From what was discussed, they were bought and imported on a group buy, lovely wheel, but a few who had bought the wheels had issues with a light splattering of black paint, but I don't think the company was very helpful 


Refined Detail said:


> lovely car, and cracking work as ever Mike. Good stuff!

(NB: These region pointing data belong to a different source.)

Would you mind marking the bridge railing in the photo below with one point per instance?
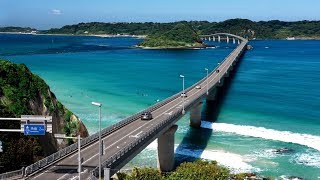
(17, 174)
(94, 137)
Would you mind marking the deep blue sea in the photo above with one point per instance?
(271, 102)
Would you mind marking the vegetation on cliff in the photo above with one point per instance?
(181, 35)
(261, 30)
(24, 93)
(199, 169)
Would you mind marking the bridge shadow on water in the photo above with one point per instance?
(196, 140)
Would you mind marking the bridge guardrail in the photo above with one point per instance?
(17, 174)
(88, 140)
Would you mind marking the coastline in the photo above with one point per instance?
(144, 36)
(95, 35)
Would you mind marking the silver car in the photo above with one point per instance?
(146, 116)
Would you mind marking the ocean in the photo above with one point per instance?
(271, 101)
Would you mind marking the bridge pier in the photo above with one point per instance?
(166, 150)
(195, 115)
(212, 95)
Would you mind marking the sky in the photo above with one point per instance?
(46, 14)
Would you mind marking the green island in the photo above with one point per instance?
(181, 36)
(24, 93)
(199, 169)
(273, 29)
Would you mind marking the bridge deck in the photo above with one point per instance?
(116, 142)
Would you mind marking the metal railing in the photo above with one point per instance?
(17, 174)
(91, 139)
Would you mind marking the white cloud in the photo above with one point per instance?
(56, 12)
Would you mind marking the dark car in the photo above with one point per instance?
(146, 116)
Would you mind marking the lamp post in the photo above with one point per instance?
(63, 136)
(206, 69)
(99, 105)
(218, 71)
(184, 94)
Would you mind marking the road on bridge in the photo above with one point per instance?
(66, 168)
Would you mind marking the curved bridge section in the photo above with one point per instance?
(126, 139)
(223, 36)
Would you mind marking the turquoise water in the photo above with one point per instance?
(271, 102)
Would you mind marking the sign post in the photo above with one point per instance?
(34, 129)
(1, 150)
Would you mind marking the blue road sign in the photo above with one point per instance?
(34, 129)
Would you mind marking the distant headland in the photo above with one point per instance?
(182, 36)
(274, 29)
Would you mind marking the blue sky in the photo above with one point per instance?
(45, 14)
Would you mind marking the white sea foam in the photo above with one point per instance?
(260, 132)
(236, 163)
(307, 159)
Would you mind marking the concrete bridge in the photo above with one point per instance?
(223, 36)
(124, 140)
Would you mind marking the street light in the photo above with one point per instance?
(99, 105)
(184, 94)
(218, 72)
(206, 69)
(63, 136)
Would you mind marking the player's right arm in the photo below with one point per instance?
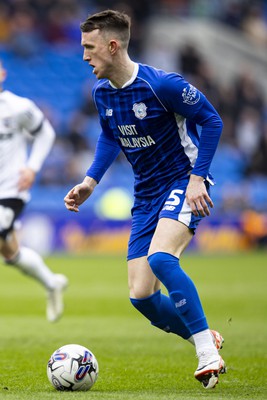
(107, 150)
(79, 194)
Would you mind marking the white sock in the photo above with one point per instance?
(191, 340)
(203, 342)
(32, 264)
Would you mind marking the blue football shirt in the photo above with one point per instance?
(154, 119)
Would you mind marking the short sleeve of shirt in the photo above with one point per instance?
(180, 96)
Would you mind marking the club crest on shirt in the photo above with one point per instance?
(190, 95)
(139, 110)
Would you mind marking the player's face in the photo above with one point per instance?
(97, 53)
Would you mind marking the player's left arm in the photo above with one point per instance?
(184, 99)
(39, 128)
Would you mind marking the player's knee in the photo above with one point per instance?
(156, 262)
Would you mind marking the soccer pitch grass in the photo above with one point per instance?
(136, 360)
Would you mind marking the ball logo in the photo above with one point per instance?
(82, 371)
(139, 110)
(190, 95)
(60, 356)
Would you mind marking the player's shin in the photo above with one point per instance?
(181, 289)
(159, 310)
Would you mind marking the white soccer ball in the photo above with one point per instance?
(72, 367)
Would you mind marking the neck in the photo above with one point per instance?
(123, 73)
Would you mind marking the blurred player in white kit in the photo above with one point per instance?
(20, 121)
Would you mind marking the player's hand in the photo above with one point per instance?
(197, 196)
(26, 178)
(79, 193)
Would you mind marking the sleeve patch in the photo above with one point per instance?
(190, 95)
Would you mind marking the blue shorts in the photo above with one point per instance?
(145, 216)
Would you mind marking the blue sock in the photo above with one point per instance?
(160, 311)
(181, 289)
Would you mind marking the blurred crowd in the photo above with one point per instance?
(29, 27)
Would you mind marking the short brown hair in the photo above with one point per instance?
(109, 21)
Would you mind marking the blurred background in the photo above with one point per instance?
(220, 46)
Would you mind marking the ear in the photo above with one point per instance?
(113, 46)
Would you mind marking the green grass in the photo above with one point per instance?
(136, 360)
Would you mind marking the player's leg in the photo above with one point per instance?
(146, 297)
(145, 293)
(31, 263)
(27, 260)
(169, 241)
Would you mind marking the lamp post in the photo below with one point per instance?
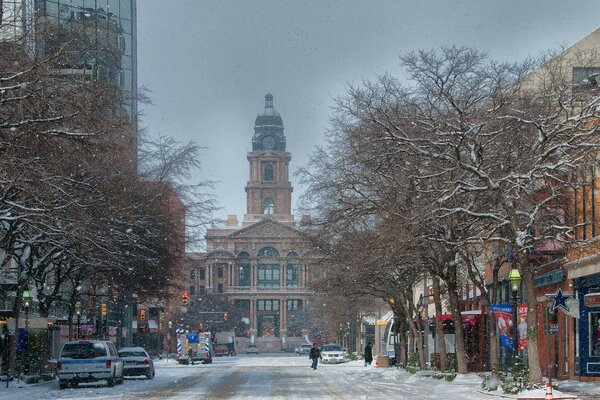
(170, 326)
(425, 304)
(515, 283)
(78, 312)
(393, 328)
(26, 305)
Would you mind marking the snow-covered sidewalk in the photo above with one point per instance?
(351, 380)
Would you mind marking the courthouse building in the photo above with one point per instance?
(261, 266)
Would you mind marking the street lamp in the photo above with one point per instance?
(170, 326)
(26, 304)
(515, 283)
(394, 328)
(78, 312)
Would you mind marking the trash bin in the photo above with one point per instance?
(383, 361)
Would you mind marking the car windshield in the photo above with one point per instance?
(132, 353)
(83, 350)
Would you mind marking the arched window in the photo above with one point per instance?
(243, 255)
(270, 252)
(244, 275)
(269, 172)
(268, 206)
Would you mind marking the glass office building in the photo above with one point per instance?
(106, 34)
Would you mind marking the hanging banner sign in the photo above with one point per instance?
(503, 315)
(522, 326)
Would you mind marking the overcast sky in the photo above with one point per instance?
(209, 63)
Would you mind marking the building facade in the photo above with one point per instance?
(261, 267)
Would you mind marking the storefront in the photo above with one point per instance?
(587, 342)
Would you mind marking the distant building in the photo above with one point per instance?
(262, 266)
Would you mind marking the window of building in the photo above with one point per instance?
(584, 205)
(292, 276)
(268, 172)
(268, 275)
(269, 252)
(268, 206)
(294, 305)
(594, 333)
(267, 305)
(244, 275)
(585, 76)
(242, 304)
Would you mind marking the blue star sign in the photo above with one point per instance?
(560, 300)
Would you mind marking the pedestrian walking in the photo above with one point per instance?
(368, 354)
(191, 355)
(314, 355)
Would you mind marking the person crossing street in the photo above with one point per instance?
(314, 355)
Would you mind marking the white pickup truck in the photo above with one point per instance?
(89, 361)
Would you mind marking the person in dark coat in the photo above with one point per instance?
(314, 355)
(368, 354)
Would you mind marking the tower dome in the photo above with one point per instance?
(269, 116)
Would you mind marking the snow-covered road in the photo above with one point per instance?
(264, 377)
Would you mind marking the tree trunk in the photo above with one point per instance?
(439, 324)
(492, 321)
(459, 345)
(415, 327)
(16, 311)
(416, 333)
(535, 371)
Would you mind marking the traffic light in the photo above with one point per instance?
(184, 298)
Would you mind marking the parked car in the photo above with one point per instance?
(332, 354)
(88, 361)
(221, 350)
(288, 349)
(303, 349)
(252, 349)
(136, 361)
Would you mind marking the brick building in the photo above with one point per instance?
(259, 268)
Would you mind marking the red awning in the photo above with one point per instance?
(468, 320)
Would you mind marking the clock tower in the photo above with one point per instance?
(269, 191)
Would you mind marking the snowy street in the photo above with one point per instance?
(271, 376)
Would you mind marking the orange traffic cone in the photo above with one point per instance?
(549, 395)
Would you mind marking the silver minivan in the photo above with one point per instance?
(89, 361)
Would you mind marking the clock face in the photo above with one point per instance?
(268, 142)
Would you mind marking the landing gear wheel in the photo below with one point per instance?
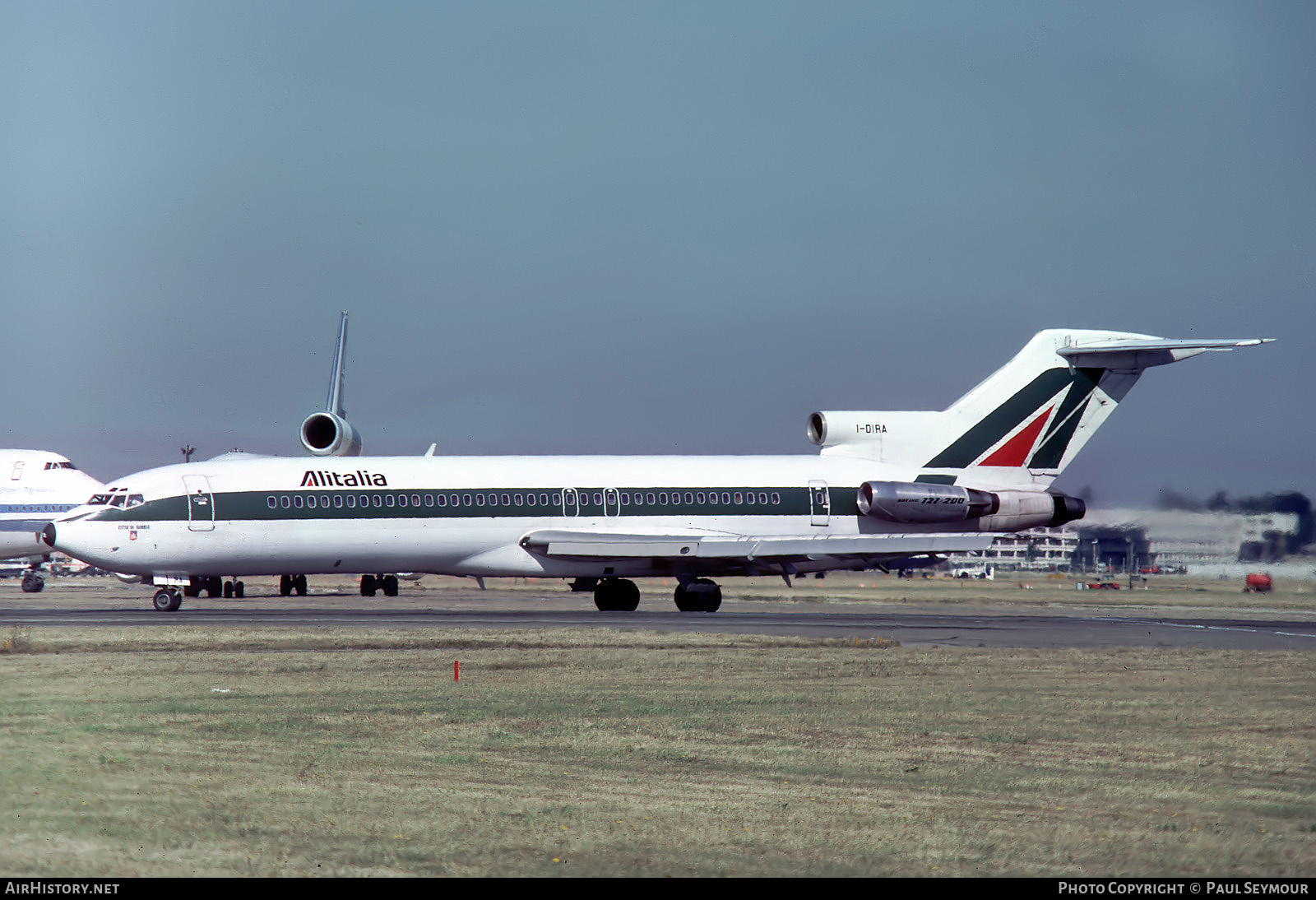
(701, 595)
(168, 601)
(616, 595)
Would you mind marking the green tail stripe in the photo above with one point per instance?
(1053, 448)
(984, 436)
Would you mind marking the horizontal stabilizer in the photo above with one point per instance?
(1142, 353)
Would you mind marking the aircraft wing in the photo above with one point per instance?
(737, 548)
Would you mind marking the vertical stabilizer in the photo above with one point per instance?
(1026, 421)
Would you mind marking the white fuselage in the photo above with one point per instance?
(36, 485)
(469, 516)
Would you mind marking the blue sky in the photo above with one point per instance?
(651, 226)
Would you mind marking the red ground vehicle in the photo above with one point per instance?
(1258, 583)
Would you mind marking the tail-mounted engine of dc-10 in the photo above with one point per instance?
(995, 511)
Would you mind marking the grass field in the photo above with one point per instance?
(280, 752)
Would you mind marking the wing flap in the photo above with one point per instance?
(732, 546)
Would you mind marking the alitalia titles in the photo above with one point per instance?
(342, 479)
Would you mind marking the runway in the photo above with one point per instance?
(967, 627)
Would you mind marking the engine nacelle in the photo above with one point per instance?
(908, 502)
(995, 511)
(326, 434)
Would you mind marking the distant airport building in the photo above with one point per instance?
(1138, 540)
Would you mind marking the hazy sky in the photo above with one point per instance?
(651, 226)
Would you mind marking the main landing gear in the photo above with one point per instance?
(622, 595)
(373, 583)
(616, 595)
(168, 599)
(699, 595)
(214, 587)
(290, 583)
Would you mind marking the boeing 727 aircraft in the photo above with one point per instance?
(35, 487)
(885, 485)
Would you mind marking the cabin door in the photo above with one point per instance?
(820, 504)
(201, 503)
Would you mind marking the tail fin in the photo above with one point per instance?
(329, 434)
(1024, 423)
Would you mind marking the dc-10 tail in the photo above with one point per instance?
(1023, 424)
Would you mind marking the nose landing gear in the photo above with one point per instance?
(168, 599)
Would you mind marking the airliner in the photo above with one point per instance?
(883, 487)
(35, 485)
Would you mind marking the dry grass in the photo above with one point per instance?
(177, 752)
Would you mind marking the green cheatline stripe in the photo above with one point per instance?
(254, 505)
(984, 436)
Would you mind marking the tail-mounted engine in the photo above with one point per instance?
(995, 511)
(327, 434)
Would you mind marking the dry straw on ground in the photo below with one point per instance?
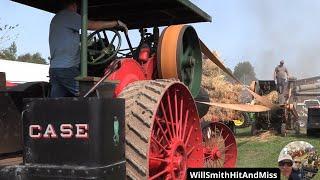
(220, 90)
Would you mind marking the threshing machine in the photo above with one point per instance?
(136, 115)
(282, 117)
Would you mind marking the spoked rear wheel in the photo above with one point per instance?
(163, 133)
(220, 148)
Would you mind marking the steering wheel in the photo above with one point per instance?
(100, 50)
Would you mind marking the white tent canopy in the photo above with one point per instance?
(20, 72)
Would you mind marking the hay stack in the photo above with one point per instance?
(220, 90)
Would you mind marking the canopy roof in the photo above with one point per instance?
(135, 13)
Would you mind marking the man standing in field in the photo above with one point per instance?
(64, 42)
(280, 76)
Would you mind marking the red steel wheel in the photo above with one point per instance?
(220, 147)
(163, 132)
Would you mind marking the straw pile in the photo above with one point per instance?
(220, 90)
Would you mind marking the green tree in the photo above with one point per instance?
(9, 53)
(244, 71)
(32, 58)
(7, 34)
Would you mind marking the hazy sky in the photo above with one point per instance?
(260, 31)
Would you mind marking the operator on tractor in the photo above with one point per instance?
(64, 42)
(280, 76)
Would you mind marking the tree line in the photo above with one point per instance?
(7, 35)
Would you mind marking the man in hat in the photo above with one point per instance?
(280, 76)
(64, 42)
(285, 163)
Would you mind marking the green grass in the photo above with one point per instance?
(264, 152)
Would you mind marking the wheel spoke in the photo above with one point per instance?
(113, 38)
(176, 113)
(158, 159)
(185, 124)
(163, 132)
(159, 174)
(190, 151)
(187, 140)
(171, 115)
(166, 119)
(158, 143)
(101, 41)
(181, 117)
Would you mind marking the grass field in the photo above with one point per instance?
(263, 150)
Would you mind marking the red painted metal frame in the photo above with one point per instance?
(10, 84)
(176, 137)
(132, 70)
(220, 147)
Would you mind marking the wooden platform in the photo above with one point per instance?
(11, 161)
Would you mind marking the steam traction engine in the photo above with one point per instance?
(139, 119)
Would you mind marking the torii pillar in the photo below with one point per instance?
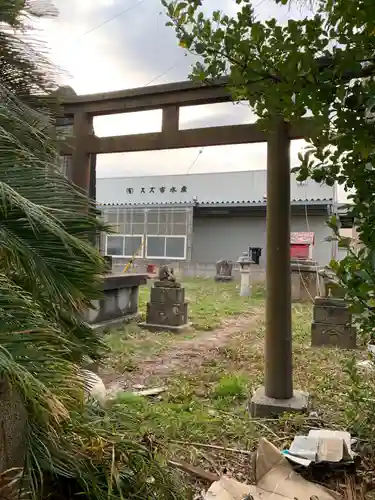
(277, 395)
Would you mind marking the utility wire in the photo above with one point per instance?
(162, 74)
(195, 160)
(121, 13)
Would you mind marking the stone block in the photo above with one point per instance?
(167, 314)
(261, 406)
(304, 283)
(167, 284)
(342, 336)
(223, 278)
(332, 315)
(168, 296)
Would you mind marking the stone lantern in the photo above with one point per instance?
(245, 262)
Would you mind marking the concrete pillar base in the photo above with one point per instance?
(262, 406)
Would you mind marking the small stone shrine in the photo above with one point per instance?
(167, 309)
(224, 270)
(332, 324)
(303, 280)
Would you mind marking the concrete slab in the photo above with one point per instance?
(262, 406)
(114, 323)
(166, 328)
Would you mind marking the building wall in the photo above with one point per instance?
(228, 237)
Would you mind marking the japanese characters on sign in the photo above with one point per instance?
(161, 189)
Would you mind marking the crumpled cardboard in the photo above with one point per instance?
(275, 480)
(320, 445)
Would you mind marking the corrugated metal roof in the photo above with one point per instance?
(229, 188)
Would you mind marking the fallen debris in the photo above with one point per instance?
(213, 447)
(322, 445)
(198, 472)
(150, 392)
(275, 480)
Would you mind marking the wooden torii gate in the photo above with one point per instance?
(278, 394)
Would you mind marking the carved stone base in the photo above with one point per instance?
(303, 281)
(167, 309)
(223, 278)
(165, 328)
(332, 324)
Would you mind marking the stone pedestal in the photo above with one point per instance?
(224, 270)
(119, 303)
(332, 324)
(303, 280)
(167, 309)
(262, 406)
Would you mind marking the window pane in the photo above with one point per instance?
(152, 228)
(132, 245)
(175, 248)
(138, 217)
(152, 216)
(112, 217)
(155, 246)
(138, 229)
(162, 229)
(115, 245)
(179, 217)
(179, 229)
(163, 216)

Cheers Rich, nice one mate. :thumb:


Beau Technique said:


> Nice levels of correction Mike.


Cheers Scott, a little extra time spent due to it been at my home :thumb:


----------



## Deeper Detail (Oct 31, 2010)

colarado red said:


> Top work


Cheers mate :buffer:


JMDetailing said:


> Love the gloss and flake pop! So smooth, good work! :thumb:


Thanks mate, it was a lovely colour (Just done another 3 series in the same...)


dooka said:


> Quality work as always Mike ..
> 
> Snap, just about to remove Z2 of the same vehicle ..


Thanks Rob, nice one mate :thumb: I will look forward to seeing yours


----------



## B17BLG (Jun 26, 2012)

Very nice finish indeed


----------



## Miguel Pestana (Feb 16, 2012)

great work on an amazing car


----------



## Deeper Detail (Oct 31, 2010)

B17BLG said:


> Very nice finish indeed





Miguel Pestana said:


> great work on an amazing car


Thank you guys :thumb:


----------



## TopSport+ (Jul 22, 2012)

Great work and lovely car!


----------



## Deeper Detail (Oct 31, 2010)

TopSport+ said:


> Great work and lovely car!


Thank you :thumb: I've got a lovely 320D in the same colour to post soon. :buffer:


----------



## waqasr (Oct 22, 2011)

Amazing work there, car looks like a mirror now!.. Also im pretty sure those are the same wheels the E46 M3 Csl came with.


----------



## Deeper Detail (Oct 31, 2010)

waqasr said:


> Amazing work there, car looks like a mirror now!.. Also im pretty sure those are the same wheels the E46 M3 Csl came with.


Cheers waqasr, it was a pleasure to work on :thumb:


----------